As an undergraduate at Holy Cross, Shriver played competitive rugby and spent a junior semester abroad in London, England. He was college roommates with future Catholic prelate William Draper Byrne, who became a close friend. During his senior year at Holy Cross, he wrote a thesis on Lyndon B. Johnson under John Anderson, the mayor of Worcester, and attended a silent retreat with Jesuit priests which he later described as "one of the most peaceful, rewarding, and enriching events of my life". He graduated from Holy Cross with a Bachelor of Arts in history in 1986. In 1993, he earned a Master of Public Administration (M.P.A.) from Harvard University.
==Career==
From 1989 to 1994, he was a member of the Maryland Juvenile Justice Advisory Council. Starting in 1991, he also served on the board of directors of the Public Justice Center. From 1991 to 1992, he served on the Maryland Governor's Task Force on Alternative Sanctions to Incarceration. From 1994 to 1995, he served on the Maryland Governor's Commission on Service.

In 1994, he was elected to the Maryland House of Delegates, the lower house of the Maryland state legislature, representing Montgomery County, Maryland, District 15, and was reelected in 1998. He did not seek reelection in 2002 and was succeeded in that post by Brian Feldman.

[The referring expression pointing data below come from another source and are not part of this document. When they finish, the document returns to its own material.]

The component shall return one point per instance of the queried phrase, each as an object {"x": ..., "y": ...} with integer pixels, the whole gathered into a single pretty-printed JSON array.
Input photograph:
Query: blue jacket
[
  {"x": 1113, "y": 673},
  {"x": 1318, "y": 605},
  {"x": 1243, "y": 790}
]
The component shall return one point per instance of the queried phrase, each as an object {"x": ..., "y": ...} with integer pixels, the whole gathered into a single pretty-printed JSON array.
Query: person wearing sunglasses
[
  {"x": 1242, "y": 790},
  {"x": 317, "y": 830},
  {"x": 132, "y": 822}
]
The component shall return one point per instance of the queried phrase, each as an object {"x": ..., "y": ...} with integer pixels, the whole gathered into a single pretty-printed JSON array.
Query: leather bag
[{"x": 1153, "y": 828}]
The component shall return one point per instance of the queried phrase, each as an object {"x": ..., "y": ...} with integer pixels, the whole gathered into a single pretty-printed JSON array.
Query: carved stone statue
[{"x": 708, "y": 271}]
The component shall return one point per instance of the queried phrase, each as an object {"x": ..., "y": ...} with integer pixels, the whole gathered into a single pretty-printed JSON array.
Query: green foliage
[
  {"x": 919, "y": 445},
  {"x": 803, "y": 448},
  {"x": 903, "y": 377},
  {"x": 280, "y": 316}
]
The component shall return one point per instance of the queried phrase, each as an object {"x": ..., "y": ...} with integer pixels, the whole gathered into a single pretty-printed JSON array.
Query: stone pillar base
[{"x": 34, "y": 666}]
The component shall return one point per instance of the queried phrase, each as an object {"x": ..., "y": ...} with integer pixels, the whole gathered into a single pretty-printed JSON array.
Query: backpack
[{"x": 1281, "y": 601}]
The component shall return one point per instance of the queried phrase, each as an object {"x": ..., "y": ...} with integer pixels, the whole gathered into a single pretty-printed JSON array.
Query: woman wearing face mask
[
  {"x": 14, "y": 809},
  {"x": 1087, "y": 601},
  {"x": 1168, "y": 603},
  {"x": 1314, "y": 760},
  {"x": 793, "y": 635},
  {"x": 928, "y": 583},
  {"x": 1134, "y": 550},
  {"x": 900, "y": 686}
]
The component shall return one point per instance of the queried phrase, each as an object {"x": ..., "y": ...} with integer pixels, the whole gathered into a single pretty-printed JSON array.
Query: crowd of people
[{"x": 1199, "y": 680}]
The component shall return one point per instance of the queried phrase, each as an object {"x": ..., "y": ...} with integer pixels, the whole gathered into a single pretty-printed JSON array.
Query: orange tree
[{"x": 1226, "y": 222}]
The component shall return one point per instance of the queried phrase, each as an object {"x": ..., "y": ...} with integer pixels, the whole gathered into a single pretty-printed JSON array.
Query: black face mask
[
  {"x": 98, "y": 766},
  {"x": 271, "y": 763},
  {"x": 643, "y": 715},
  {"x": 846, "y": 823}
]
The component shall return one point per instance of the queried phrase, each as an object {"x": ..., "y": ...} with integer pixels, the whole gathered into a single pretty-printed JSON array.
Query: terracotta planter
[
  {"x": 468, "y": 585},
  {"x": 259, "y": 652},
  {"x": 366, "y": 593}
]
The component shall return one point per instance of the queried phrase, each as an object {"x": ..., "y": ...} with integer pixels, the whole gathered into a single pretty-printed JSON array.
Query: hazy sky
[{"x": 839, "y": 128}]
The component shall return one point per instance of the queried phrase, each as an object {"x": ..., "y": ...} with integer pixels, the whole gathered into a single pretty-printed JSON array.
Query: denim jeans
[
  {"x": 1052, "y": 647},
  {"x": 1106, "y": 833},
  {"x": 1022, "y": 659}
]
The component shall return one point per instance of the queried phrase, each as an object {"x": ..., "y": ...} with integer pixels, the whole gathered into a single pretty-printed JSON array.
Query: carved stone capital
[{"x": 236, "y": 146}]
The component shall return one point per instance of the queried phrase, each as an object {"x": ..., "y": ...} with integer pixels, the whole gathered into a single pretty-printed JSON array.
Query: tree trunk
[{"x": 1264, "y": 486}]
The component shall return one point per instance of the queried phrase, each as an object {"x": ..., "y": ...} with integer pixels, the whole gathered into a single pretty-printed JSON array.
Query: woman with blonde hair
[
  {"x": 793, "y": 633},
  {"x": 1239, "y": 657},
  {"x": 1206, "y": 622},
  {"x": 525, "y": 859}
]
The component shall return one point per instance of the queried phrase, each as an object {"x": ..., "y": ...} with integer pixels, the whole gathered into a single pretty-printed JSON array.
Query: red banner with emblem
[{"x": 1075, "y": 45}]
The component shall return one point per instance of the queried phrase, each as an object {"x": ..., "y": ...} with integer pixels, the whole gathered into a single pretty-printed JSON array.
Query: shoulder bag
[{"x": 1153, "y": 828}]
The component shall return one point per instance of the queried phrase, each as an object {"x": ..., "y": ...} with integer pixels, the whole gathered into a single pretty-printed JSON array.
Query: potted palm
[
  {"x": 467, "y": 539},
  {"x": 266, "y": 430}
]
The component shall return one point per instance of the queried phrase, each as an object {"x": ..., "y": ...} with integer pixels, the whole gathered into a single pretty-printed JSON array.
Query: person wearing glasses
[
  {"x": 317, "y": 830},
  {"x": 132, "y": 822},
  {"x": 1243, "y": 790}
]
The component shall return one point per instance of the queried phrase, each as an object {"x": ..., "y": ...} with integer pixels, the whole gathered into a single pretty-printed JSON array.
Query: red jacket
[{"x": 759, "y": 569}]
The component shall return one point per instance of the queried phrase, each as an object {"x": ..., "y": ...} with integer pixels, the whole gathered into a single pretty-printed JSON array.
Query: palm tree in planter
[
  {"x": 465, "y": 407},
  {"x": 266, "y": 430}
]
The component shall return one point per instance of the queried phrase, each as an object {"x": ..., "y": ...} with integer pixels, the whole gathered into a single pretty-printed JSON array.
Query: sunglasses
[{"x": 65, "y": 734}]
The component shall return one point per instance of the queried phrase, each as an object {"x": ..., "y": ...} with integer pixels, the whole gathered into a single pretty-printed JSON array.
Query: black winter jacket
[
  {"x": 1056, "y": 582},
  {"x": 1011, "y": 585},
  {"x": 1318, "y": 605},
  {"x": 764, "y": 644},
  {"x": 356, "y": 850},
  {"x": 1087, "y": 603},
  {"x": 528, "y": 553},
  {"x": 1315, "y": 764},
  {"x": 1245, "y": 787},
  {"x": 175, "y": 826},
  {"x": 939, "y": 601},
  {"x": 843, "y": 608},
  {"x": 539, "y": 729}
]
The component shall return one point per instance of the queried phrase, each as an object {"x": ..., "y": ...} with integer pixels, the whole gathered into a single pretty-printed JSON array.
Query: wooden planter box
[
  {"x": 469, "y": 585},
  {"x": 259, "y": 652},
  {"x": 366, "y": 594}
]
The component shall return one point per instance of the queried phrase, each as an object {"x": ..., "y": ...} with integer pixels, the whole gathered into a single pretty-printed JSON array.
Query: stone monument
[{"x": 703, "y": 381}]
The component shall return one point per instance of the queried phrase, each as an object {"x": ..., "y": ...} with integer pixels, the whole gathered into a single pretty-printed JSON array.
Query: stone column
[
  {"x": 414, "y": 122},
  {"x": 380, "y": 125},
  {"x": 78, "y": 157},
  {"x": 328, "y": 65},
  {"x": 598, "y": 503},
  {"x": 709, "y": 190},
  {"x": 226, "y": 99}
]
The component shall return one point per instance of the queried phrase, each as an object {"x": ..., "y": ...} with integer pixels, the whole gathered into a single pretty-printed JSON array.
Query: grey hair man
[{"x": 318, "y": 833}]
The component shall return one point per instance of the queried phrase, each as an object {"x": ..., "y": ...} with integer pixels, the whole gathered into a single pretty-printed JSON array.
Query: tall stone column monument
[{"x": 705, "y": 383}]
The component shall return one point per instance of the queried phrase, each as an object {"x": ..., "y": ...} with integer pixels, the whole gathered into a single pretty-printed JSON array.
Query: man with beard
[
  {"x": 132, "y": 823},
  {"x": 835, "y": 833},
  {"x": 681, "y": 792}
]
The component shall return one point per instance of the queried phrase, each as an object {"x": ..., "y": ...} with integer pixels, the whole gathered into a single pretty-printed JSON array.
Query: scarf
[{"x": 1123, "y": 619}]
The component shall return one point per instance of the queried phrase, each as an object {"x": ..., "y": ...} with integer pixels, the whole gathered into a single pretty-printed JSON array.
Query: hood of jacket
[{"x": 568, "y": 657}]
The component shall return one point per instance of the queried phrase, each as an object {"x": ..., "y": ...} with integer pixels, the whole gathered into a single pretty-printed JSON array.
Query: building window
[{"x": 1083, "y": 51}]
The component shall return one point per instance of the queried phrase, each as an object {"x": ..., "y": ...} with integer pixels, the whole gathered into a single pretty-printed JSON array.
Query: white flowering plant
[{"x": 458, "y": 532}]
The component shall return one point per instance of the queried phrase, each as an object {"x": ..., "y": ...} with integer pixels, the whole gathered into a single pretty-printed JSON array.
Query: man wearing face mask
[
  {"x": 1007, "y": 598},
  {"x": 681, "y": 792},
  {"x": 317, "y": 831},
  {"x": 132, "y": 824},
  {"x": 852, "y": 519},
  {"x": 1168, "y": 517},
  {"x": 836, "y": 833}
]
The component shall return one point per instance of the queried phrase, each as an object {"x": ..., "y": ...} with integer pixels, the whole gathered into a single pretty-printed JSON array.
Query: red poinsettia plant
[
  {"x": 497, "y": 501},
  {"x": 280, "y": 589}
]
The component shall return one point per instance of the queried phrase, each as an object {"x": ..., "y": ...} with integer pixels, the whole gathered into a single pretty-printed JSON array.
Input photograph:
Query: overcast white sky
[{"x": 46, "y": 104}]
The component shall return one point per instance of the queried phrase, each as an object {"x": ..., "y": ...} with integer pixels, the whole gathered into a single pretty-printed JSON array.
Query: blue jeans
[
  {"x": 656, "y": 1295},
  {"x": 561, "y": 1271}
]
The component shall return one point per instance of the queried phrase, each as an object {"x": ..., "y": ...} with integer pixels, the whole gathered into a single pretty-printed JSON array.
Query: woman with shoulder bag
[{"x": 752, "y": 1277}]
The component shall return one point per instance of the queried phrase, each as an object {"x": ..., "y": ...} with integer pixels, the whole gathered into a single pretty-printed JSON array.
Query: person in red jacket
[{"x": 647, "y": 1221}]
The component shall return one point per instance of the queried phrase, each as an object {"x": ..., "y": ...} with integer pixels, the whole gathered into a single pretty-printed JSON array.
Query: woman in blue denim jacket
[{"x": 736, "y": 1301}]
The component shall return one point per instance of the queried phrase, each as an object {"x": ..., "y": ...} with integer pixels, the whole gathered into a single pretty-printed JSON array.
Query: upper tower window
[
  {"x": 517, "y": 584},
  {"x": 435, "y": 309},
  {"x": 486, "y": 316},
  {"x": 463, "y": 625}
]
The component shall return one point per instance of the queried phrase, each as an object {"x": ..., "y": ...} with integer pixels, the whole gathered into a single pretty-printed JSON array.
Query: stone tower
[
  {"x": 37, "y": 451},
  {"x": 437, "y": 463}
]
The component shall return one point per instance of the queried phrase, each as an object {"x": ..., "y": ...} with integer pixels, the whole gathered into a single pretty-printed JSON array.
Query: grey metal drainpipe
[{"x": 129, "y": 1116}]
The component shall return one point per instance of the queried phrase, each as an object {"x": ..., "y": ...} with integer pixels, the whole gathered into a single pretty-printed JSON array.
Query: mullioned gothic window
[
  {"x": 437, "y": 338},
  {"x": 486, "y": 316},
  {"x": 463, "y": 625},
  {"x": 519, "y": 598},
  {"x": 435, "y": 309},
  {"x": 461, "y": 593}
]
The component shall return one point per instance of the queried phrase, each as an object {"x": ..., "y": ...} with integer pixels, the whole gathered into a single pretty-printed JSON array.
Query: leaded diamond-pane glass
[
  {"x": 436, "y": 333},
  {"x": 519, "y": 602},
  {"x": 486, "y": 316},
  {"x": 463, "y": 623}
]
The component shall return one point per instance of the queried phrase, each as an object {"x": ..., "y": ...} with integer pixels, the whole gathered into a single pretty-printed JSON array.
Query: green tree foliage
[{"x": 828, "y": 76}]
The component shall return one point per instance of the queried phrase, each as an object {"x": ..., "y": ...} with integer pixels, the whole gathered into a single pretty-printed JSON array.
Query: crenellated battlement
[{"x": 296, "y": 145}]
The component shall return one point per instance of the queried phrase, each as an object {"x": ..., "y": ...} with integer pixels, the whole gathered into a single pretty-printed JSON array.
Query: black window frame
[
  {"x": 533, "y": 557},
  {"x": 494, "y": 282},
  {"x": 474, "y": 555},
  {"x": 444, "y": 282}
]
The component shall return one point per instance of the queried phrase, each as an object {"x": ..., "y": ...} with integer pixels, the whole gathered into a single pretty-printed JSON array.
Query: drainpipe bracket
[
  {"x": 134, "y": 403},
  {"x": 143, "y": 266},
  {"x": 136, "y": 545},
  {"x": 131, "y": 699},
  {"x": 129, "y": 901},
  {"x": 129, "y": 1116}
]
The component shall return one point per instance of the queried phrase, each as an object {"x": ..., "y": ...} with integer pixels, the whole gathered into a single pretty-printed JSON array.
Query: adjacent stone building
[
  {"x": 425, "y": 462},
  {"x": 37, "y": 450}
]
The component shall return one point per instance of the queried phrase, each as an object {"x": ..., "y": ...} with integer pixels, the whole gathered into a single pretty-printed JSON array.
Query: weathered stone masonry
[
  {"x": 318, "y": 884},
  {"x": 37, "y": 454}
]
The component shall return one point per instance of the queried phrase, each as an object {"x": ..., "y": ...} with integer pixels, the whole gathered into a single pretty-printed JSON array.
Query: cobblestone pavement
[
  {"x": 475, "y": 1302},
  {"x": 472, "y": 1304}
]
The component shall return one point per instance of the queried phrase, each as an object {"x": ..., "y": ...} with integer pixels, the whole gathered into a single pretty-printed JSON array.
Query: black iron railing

In addition to serving as a delegate, he worked on the Task Force on the Maryland Prepaid-Tuition Savings Program in 1996, and on the Task Force to Study the Governance, Coordination, and Funding of the University System of Maryland from 1998 to 1999. He was a Founder and Executive Director of The Choice Program, an at-risk youth intervention project of the Shriver Center at University of Maryland, Baltimore County established in 1987. He then served on the Advisory Board on After-School Opportunity Programs from 1999 to 2003. From 2000 to 2001, he served on the Judith P. Hoyer Blue Ribbon Commission on Early Child Care and Education.

In 2002, he ran for U.S. Representative from the 8th Congressional District of Maryland, but was defeated in the Democratic primary by Chris Van Hollen. Van Hollen received 43.5% of the vote to Shriver's 40.6%.

Shriver joined Save the Children in 2003, serving as Senior Vice President for U.S. Programs until 2013. In that capacity, he created and oversaw the agency's early childhood education, literacy, health, and emergency preparedness and response programs in the United States.

As president of Save the Children Action Network, he is working to build bipartisan political will to increase access to early-childhood education in the United States and to end preventable deaths of mothers and children around the world. Shriver told The Washington Post in 2016: "We're actually engaged in elections, and we're trying to support candidates who are good on [kids'] issues. And we're going to try and defeat those who aren't. So we want to be the NRA for kids. We want to be a movement, but we want to have political juice as well."

In 2021, Shriver became the President of Don Bosco Cristo Rey High School. He is the school's first lay president.

==Personal life==
On June 26, 1992, Shriver married Jeanne Ripp (born 1965), a former classmate at the College of the Holy Cross. Shriver resides in Bethesda, Maryland, with his wife Jeanne and their three children: Mary Elizabeth “Molly” Shriver (b. 1998), Thomas “Tommy” Kennedy Shriver (b. 1999), and Emma Rose Shriver (b. 2005).

Mark Shriver has written a memoir about his father, A Good Man: Rediscovering My Father, Sargent Shriver. In 2013, Shriver won a Christopher Award for the book. In 2016, he wrote a second book, Pilgrimage: My Search for the Real Pope Francis.

==Awards and honors==
- Honorary Doctorate, La Roche College, 2016.
- Honorary Doctorate, Seattle University, 2015.
- Honorary Doctorate, Wheelock College, 2013.
- Honorary Doctorate, College of the Holy Cross, 2010.
- Honorary Doctorate, Loyola College in Maryland, 1994.
- Legislative Sponsor Award, Maryland Children's Action Network, 1999, 2000, 2001.
- Environmental Leadership Award, Maryland League of Conservation Voters, 1999, 2000, 2001.
- Leadership Award, Maryland Alliance of Boys and Girls Clubs, 2001.
- Award of Excellence, Mothers Against Drunk Driving, 2002.
- Outstanding Legislative Leadership Award, The Arc of Maryland, 2002.
- Father of the Year Award, Mother's Day/Father's Day Council, 2008.